A parallel plate capacitor of `300 muF` is charged to `200 V`. If the distance between its plate is halved, what will be the potential difference between the plates and what will be the change in stored energy ?

To solve the problem step by step, we will follow these steps: ### Step 1: Calculate the initial charge on the capacitor The formula for charge \( Q \) on a capacitor is given by: \[ Q = C \cdot V \] where: - \( C = 300 \, \mu F = 300 \times 10^{-6} \, F \) - \( V = 200 \, V \) Substituting the values: \[ Q = 300 \times 10^{-6} \, F \times 200 \, V = 6 \times 10^{-2} \, C \] ### Step 2: Determine the new capacitance after halving the distance The capacitance \( C \) of a parallel plate capacitor is given by: \[ C = \frac{\varepsilon_0 A}{d} \] When the distance \( d \) between the plates is halved, the new capacitance \( C' \) becomes: \[ C' = \frac{\varepsilon_0 A}{d/2} = 2 \cdot \frac{\varepsilon_0 A}{d} = 2C \] Thus, \[ C' = 2 \times 300 \, \mu F = 600 \, \mu F \] ### Step 3: Calculate the new potential difference The charge \( Q \) remains the same when the distance is halved.

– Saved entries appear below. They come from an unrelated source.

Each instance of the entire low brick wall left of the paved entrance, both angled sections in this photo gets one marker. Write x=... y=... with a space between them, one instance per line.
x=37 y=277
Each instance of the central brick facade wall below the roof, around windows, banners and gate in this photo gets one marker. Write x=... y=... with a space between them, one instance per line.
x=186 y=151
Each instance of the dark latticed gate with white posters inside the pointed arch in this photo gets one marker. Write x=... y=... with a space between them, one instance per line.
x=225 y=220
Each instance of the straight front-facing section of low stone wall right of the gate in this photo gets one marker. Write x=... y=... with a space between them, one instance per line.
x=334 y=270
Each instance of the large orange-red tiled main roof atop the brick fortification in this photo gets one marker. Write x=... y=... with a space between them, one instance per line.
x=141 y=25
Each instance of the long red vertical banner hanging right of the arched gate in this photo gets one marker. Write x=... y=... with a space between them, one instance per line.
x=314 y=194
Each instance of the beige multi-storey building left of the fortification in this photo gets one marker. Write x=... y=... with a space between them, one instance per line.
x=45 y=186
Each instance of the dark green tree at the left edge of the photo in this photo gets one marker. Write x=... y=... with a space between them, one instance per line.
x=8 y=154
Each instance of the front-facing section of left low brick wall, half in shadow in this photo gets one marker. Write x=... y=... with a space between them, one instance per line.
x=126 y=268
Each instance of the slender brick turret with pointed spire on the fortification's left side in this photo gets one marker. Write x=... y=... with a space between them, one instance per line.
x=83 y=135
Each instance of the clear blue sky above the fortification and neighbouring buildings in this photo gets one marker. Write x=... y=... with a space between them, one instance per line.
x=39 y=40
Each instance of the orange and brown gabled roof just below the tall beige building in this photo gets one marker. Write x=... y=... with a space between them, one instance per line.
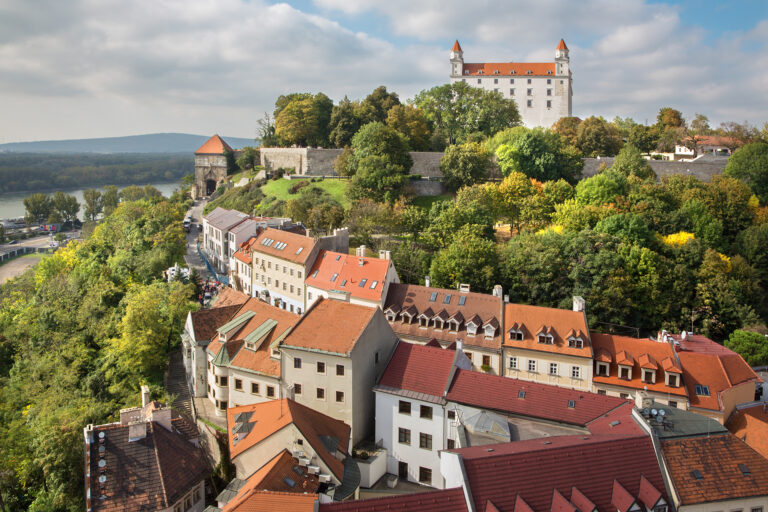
x=275 y=415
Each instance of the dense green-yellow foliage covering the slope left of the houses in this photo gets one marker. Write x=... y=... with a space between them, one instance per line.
x=79 y=334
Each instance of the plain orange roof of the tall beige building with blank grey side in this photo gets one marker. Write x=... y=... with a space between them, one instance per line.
x=331 y=326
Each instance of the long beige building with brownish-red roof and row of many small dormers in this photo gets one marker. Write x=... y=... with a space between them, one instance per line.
x=419 y=314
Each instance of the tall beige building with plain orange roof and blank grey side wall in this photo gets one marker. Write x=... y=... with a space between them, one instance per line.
x=332 y=359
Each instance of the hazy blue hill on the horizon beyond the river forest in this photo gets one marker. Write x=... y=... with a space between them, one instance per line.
x=149 y=143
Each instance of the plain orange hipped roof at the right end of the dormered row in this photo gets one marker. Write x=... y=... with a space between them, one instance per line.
x=720 y=372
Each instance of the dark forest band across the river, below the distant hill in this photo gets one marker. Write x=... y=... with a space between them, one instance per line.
x=38 y=171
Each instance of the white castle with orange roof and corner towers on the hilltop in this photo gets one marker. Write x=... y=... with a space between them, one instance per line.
x=543 y=90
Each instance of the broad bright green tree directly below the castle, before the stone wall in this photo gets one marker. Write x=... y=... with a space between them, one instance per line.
x=538 y=154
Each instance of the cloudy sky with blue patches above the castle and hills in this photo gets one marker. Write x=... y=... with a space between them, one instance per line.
x=102 y=68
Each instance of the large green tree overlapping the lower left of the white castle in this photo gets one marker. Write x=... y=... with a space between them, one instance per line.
x=457 y=110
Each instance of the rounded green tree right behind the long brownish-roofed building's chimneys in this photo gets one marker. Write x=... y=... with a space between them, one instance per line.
x=469 y=259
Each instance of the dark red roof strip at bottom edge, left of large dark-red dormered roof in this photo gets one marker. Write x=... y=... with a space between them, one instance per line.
x=446 y=500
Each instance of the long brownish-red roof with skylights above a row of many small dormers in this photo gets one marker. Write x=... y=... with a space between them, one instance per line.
x=415 y=299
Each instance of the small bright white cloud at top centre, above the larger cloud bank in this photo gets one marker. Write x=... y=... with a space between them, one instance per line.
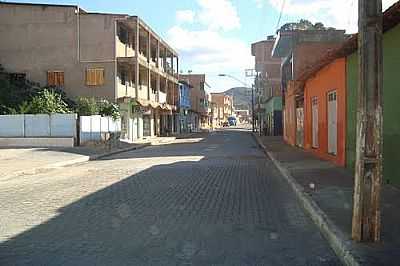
x=218 y=14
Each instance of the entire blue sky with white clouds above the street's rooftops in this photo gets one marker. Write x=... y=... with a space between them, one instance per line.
x=214 y=36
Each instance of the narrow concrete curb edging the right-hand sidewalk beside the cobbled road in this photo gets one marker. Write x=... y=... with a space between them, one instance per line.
x=341 y=245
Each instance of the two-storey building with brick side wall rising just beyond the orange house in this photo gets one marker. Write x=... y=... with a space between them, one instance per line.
x=300 y=50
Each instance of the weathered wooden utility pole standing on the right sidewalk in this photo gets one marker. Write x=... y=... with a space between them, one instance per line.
x=368 y=172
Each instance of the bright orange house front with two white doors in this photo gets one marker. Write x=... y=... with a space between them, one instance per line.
x=325 y=111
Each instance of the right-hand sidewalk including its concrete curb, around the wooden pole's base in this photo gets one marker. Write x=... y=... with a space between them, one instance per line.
x=325 y=191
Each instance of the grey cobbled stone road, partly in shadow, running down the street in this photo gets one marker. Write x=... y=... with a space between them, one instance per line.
x=211 y=201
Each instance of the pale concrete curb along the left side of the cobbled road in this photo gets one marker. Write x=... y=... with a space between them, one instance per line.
x=82 y=159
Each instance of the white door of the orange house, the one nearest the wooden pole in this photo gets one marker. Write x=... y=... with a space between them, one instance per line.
x=332 y=123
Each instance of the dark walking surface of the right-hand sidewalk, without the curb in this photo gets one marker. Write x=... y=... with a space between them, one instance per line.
x=333 y=192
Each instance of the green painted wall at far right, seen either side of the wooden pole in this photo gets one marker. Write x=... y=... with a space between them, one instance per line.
x=391 y=111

The new potential difference \( V' \) can be calculated using: \[ V' = \frac{Q}{C'} \] Substituting the values: \[ V' = \frac{6 \times 10^{-2} \, C}{600 \times 10^{-6} \, F} = \frac{6 \times 10^{-2}}{600 \times 10^{-6}} = 100 \, V \] ### Step 4: Calculate the initial energy stored in the capacitor The energy \( U \) stored in a capacitor is given by: \[ U = \frac{1}{2} C V^2 \] Calculating the initial energy \( U_1 \): \[ U_1 = \frac{1}{2} \times 300 \times 10^{-6} \, F \times (200 \, V)^2 \] \[ U_1 = \frac{1}{2} \times 300 \times 10^{-6} \times 40000 = 6 \, J \] ### Step 5: Calculate the new energy stored in the capacitor Now, calculate the new energy \( U_2 \) with the new capacitance and potential difference: \[ U_2 = \frac{1}{2} C' (V')^2 \] Substituting the values: \[ U_2 = \frac{1}{2} \times 600 \times 10^{-6} \, F \times (100 \, V)^2 \] \[ U_2 = \frac{1}{2} \times 600 \times 10^{-6} \times 10000 = 3 \, J \] ### Step 6: Calculate the change in stored energy The change in stored energy \( \Delta U \) is given by: \[ \Delta U = U_1 - U_2 \] Substituting the values: \[ \Delta U = 6 \, J - 3 \, J = 3 \, J \] ### Final Results - The new potential difference between the plates is \( 100 \, V \). - The change in stored energy is \( 3 \, J \).